Experimental Validation of a Dual-Band TTD-Based RF Front-End for a Phased Array
Article information
Abstract
This paper presents the implementation of a dual-band radio frequency front-end system that can detect small-sized targets, incorporating a true time delay-based quad transmit/receive module architecture. The proposed system employs a 16×16 array of 256 radiating elements. The system is constructed by grouping a single-channel transmit/receive module into quad transmit/receive modules and then organizing these into transmit/receive blocks. A true time delay unit is applied to the radio frequency front-end to effectively suppress beam squint in dual-band operation. The boresight radiation patterns reveal an agreement with simulations, which validates hardware implementation. Beam steering experiments in both azimuth and elevation directions confirm the system’s effectiveness, thereby demonstrating that the main lobe direction was maintained within a one-degree error margin across both frequency bands. In addition, the system’s robustness was analyzed with respect to thermal effects and the finite control range of the true time delay. The proposed system demonstrates the feasibility of a modular, dual-band radio frequency front-end for future high-resolution phased array systems with precise beam steering.
I. Introduction
Recently, there has been a growing demand for the high-precision detection and tracking of low-altitude, small aerial targets, such as drones and small unmanned aerial vehicles (UAVs). Due to their small size and high maneuverability, these targets are difficult to detect and track using conventional radar systems. Accordingly, modern radar systems are rapidly evolving with a core focus on multifunctionality, high precision, and wideband capability, thus aiming to simultaneously provide broad frequency coverage and beam-steering functionality. In particular, the advancement of active electronically scanned array (AESA) technology heavily relies on the performance of transmit/receive modules (TRMs), thus leading to a sharp increase in demand for TRMs that are more compact, support more channels, and provide wider bandwidth [1]. Early TRMs were designed to operate over relatively narrow frequency bands; however, modern multifunction radar and communication systems must be capable of flexibly operating across multiple frequency bands. They are also required to simultaneously perform precision tracking and engage in electronic warfare responses [2–9].

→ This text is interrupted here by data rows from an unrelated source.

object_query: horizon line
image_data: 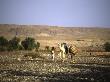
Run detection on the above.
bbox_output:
[0,23,110,28]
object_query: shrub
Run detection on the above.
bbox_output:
[45,46,50,51]
[0,36,8,51]
[104,42,110,52]
[36,42,40,51]
[21,37,37,50]
[8,37,20,51]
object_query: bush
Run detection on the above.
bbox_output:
[36,42,40,51]
[104,42,110,52]
[8,37,21,51]
[21,37,37,50]
[45,46,50,51]
[0,36,8,51]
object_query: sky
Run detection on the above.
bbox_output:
[0,0,110,27]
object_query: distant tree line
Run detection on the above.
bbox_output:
[0,36,40,51]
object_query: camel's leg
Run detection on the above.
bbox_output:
[59,52,63,59]
[52,53,55,61]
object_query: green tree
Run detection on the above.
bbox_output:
[8,37,21,51]
[21,37,37,50]
[0,36,8,51]
[104,42,110,52]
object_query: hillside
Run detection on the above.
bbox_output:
[0,24,110,47]
[0,24,110,40]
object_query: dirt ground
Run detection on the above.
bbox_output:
[0,52,110,82]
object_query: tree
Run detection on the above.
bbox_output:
[21,37,37,50]
[0,36,8,51]
[8,37,21,51]
[104,42,110,52]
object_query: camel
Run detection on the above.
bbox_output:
[58,43,68,60]
[58,43,78,60]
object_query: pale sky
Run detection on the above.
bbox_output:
[0,0,110,27]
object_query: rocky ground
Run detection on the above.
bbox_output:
[0,52,110,82]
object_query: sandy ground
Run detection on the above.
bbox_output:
[0,53,110,82]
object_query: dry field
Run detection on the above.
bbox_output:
[0,51,110,82]
[0,24,110,82]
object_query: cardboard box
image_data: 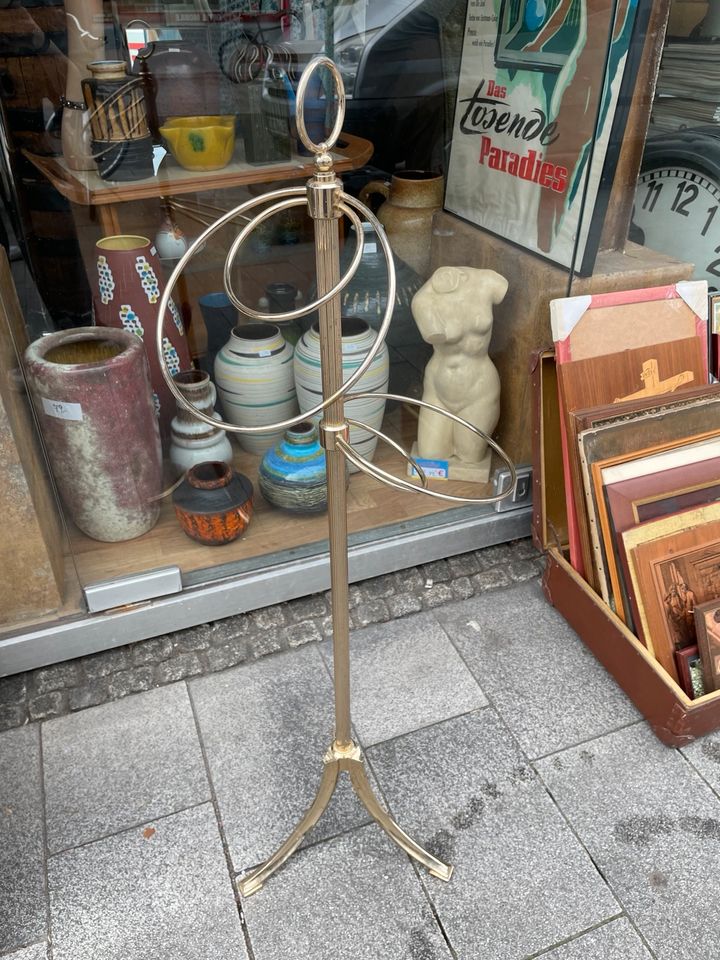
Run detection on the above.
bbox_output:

In high-frequency bands, in particular, challenges such as increased insertion loss, mutual interference, and thermal concentration become more pronounced. To achieve the desired system performance under these conditions, it is essential to adopt multilayer radio frequency (RF) printed circuit board (PCB) designs, implement stripline-based RF transmission structures [12], ensure independent channel control, and develop highly reliable thermal management strategies [11, 13]. The key technical challenges in achieving wideband operation include managing insertion loss and gain flatness at high frequencies, minimizing noise figure in wideband receiver chains, optimizing transmit power and efficiency, suppressing inter-channel interference, and enabling high-speed switching control [12]. To meet these requirements, high integration and precisely engineered circuit optimization are essential.

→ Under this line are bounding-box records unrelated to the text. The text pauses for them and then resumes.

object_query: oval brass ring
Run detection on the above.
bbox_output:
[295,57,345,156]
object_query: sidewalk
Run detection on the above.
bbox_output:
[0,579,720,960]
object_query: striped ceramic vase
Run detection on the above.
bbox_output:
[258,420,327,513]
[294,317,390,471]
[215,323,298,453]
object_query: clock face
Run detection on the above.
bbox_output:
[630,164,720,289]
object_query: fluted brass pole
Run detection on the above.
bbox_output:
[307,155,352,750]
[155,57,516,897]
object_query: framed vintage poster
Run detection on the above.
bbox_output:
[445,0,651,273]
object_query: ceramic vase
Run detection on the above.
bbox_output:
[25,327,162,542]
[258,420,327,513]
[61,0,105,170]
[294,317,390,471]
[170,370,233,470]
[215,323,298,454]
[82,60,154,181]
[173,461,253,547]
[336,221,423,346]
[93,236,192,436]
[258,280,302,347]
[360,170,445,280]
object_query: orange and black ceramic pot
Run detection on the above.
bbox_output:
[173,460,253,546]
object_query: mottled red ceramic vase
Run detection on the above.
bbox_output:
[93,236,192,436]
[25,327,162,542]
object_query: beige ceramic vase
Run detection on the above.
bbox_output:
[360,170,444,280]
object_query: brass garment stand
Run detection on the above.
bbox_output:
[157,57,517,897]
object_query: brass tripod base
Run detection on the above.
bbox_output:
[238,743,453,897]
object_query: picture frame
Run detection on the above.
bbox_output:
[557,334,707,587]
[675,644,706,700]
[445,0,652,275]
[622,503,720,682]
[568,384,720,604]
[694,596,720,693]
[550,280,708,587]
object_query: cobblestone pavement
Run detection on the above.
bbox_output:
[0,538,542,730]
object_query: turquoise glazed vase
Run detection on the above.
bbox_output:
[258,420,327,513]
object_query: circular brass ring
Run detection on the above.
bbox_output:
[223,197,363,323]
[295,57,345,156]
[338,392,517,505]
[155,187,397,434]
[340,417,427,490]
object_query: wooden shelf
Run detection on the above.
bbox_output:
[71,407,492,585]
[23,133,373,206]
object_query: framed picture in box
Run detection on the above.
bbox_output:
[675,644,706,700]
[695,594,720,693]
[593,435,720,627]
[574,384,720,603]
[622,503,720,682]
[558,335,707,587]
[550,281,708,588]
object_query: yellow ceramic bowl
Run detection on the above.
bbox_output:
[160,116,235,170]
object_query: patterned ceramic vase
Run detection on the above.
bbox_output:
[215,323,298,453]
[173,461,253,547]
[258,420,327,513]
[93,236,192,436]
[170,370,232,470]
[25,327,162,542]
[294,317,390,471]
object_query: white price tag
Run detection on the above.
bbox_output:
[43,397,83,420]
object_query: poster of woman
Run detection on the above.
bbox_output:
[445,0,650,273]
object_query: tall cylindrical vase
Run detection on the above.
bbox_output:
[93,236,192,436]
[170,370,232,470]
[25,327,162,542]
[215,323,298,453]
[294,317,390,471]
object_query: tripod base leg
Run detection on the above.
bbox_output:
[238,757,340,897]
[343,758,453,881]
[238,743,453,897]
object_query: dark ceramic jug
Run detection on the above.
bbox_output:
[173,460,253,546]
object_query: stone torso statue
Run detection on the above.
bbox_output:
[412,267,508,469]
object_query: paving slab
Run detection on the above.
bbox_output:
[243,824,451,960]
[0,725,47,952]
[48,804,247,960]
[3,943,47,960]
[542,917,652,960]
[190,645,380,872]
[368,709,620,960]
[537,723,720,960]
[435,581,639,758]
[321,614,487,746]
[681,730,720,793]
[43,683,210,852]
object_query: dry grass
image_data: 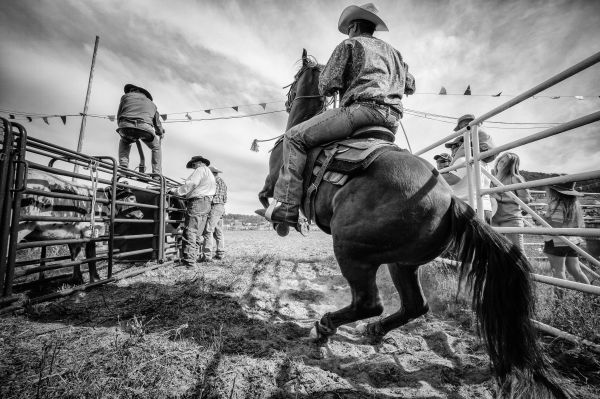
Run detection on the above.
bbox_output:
[0,232,600,399]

Further, to realize system-wide capabilities, such as high-resolution detection and simultaneous multifunctional operation, the number of array elements must be increased. Consequently, multichannel integration at the TRM level becomes essential. A quad transmit/receive module (QTRM) architecture can be adopted to meet these requirements, thus offering superior integration and system-level optimization compared to conventional single- or dual-channel TRM designs. In particular, when combined with wideband characteristics, the QTRM is well-suited for multifunction radar and communication systems, as it ensures consistent transmit/receive performance across a wide instantaneous frequency range. In particular, a QTRM combined with wideband characteristics must adopt a true time delay (TTD)-based transmit/receive control [3] scheme—rather than a conventional phase-shifter-based architecture—to ensure consistent transmission and reception performance across a wide instantaneous frequency range and to eliminate beam squint, where the beam direction varies with frequency. This approach enables the simultaneous detection of multiple targets and coverage of a wide search area [12], supports integrated electronic warfare and communication capabilities [7], and satisfies the requirements for system miniaturization and weight reduction through multichannel integration [11, 13].

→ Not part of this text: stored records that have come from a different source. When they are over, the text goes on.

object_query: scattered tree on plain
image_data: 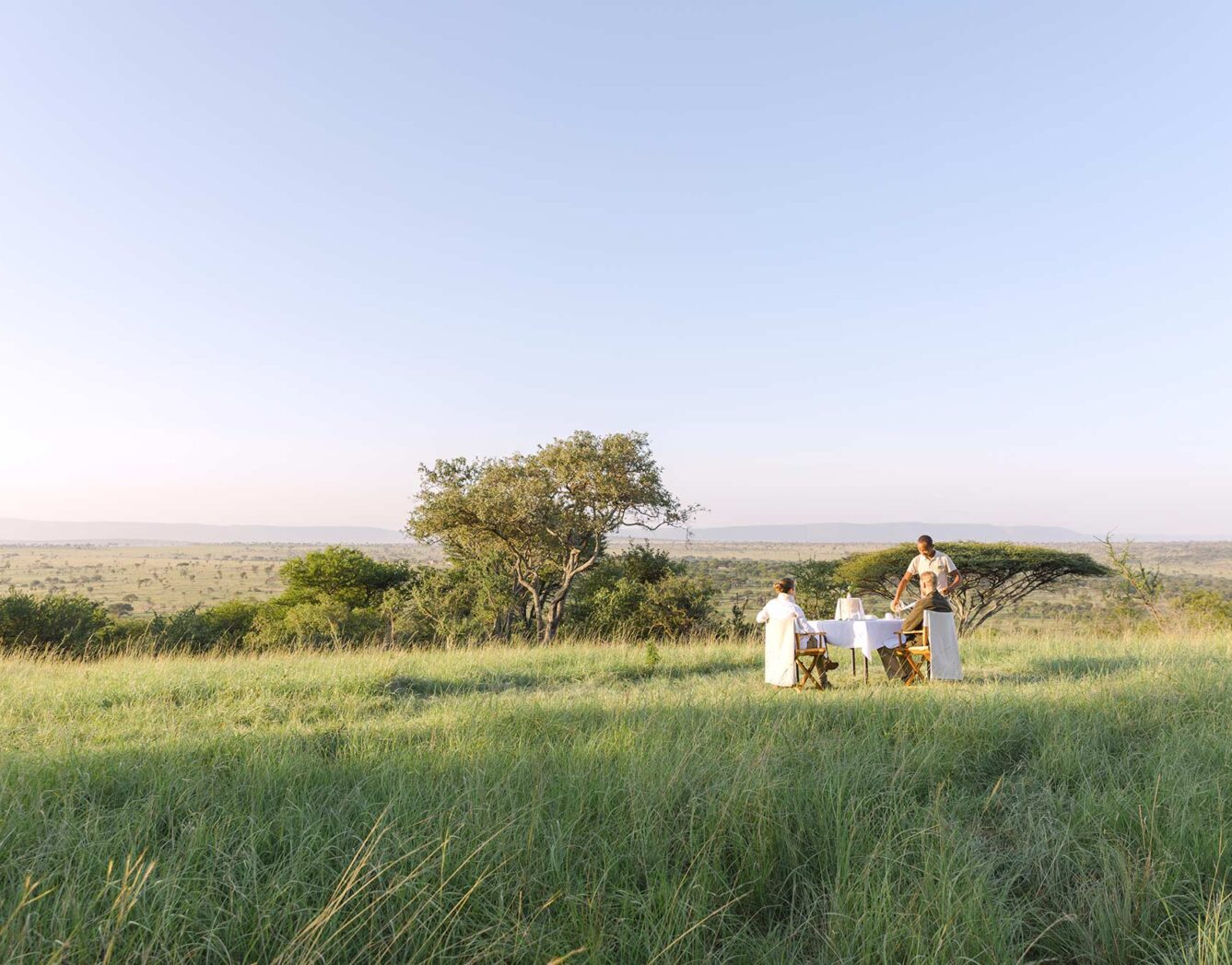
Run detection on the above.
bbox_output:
[406,431,696,642]
[834,542,1109,633]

However, although the QTRM architecture has generally been introduced to achieve high integration, compactness, and system simplification, it has primarily been designed for narrowband operation. In addition, research on QTRM structures that incorporate TTD for dual-band applications remains extremely limited.
Accordingly, this paper presents the design and experimental results of a QTRM-based RF front-end that incorporates dual-band transmit/receive characteristics and a TTD control scheme for the detection of small sized targets. By adopting the TTD approach, the system aims to maintain consistent beam-steering performance across the entire frequency range and effectively eliminate the beam squint issues inherent in conventional phase-shifter-based designs. In addition, the proposed multichannel integrated architecture aims to achieve system miniaturization, suppress inter-channel interference, ensure transmit power stability, and improve receive sensitivity. The designed QTRM is integrated with an actual antenna system to evaluate the overall RF system performance. Through this validation, the study demonstrates that the TTD-based dual-band QTRM can serve as a viable architecture for future high-performance AESA radar and multifunctional communication systems.
II. System Requirements
The performance specifications and design requirements of the proposed RF front-end are summarized in Table 1. The key transmission requirement is a final transmit (Tx) output power that exceeds 0.77 kW, while the receive (Rx) chain is designed to achieve a gain of at least 60 dB.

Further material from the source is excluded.